La condesa trazó una reverencia versallesca y fue al encuentro de su augusta convidada, que, tras algunas frases amables para la dueña de la casa, cruzó en su compañía la estancia, inclinando la cabeza, en los labios esa sonrisa amablemente inexpresiva que no abandona nunca a las personas reales cuando se hallan en medio de una multitud desconocida, y que, sin significar nada, es susceptible de que cada cual tome de ella la parte que le plazca, y fue a sentarse ante el tablado.

  —136→  

María, semioculta, entre los macizos de plantas que bordeaban el escenario, llamó a Lina, y muy alto, para que la Soler, próxima a ellas, pudiese oírla, preguntó a su amiga:

-¿Y el pobre Willy?

La luchadora adivinó la intención, y olvidándose de la enamorada para dar paso a la mujer, contestó en el mismo tono:

-Muy malito el pobre...

Y tornándose a la bailaora, que había palidecido:

-¿Qué hacen ustedes? Ya está Su Alteza, y se puede empezar.

En los ojos trágicos de Lucerito brilló un relámpago de ira, y luego, al parecer sumisa, avanzó hacia el centro del tablado, mientras su rival, contenta de verla humillada, volvía junto a la gran duquesa.

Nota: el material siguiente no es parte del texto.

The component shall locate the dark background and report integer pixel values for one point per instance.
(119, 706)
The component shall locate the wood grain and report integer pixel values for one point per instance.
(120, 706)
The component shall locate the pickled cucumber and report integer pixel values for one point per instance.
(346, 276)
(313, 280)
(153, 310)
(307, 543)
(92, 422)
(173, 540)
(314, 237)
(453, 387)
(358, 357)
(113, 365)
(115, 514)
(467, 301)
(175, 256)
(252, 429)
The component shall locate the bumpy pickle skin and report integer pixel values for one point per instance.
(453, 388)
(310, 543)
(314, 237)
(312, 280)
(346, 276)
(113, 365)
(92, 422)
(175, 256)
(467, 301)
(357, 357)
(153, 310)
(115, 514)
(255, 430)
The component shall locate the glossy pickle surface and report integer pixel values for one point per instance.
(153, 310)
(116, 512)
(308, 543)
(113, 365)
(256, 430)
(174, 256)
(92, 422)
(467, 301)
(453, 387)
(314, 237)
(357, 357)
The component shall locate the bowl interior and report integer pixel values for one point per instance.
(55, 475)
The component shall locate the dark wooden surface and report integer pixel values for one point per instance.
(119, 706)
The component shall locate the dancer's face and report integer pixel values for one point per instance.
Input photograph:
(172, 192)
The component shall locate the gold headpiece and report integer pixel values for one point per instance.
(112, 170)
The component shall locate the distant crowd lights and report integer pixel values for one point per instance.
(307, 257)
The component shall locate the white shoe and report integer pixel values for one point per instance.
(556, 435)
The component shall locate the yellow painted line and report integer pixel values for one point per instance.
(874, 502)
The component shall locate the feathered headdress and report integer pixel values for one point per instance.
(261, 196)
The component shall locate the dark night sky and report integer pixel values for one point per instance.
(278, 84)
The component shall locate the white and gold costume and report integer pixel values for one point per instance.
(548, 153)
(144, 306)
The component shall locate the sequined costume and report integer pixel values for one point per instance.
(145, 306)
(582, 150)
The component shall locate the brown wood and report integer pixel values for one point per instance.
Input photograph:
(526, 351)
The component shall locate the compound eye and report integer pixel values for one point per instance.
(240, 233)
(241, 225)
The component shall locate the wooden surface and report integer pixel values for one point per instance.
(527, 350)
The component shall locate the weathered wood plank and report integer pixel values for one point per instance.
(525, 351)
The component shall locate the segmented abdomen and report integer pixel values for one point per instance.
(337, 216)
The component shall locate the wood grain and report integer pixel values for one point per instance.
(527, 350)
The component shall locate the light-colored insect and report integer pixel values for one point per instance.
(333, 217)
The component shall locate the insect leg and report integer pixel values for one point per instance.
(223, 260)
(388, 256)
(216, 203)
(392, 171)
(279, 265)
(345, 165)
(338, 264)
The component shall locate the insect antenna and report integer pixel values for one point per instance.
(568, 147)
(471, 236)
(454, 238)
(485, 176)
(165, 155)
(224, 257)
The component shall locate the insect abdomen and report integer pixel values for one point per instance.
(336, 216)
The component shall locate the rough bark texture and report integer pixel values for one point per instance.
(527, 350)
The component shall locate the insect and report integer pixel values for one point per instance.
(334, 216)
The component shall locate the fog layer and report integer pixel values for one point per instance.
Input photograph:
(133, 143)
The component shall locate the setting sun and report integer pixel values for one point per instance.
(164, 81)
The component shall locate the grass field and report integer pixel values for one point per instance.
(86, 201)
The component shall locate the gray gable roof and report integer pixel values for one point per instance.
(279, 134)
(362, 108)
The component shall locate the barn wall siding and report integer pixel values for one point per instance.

La caja de la guitarra estalla en un raudal de notas; tremolantes sus cuerdas, como heridas por el filo de navaja albaceteña, preludiaron un cantar; las palmas repicaron jaleadoras, y el bastón del cantador redobló en las tablas; la gitana, envuelta en la llamarada de su traje, de pie en medio del escenario, clavó sus pupilas como puñales en el rostro pintado de su enemiga, y con voz no muy potente, cargada de efluvios de pasiones y pena, voz en que había odios y amores, achares y quereres, juramentos y lágrimas, cantó:


Qué me importa que a tu vera
mi pobre amor se me muera,
¡si sé que muere por mí!

Después, alzando los brazos lentamente, como víbora sabia que se irguiese, despacio, muy despacio, comenzó a danzar moviendo el cuerpo con un   —137→   lento ritmo de amor, arrasados de lágrimas los ojos y entreabiertos los labios, entre el redoblar de las palmas y vibrar de las cuerdas que desgarraban penas.

María, tras de mirar a Lina, se volvió a Julito:

-¿Has visto? Fuera de programa. ¡Eso ya no es una saeta, es una puñalada!

-Trágico -asintió el poeta.

-¡De chipén! ¡Chúpate esa!

Mientras, la gran duquesa aplaudía entusiasmada.

-¡Oh, charmant!

Y Lina, muriendo mientras sonreía:

-¿No se lo dije a Su Alteza? No hay como la Soler. ¡Es admirable!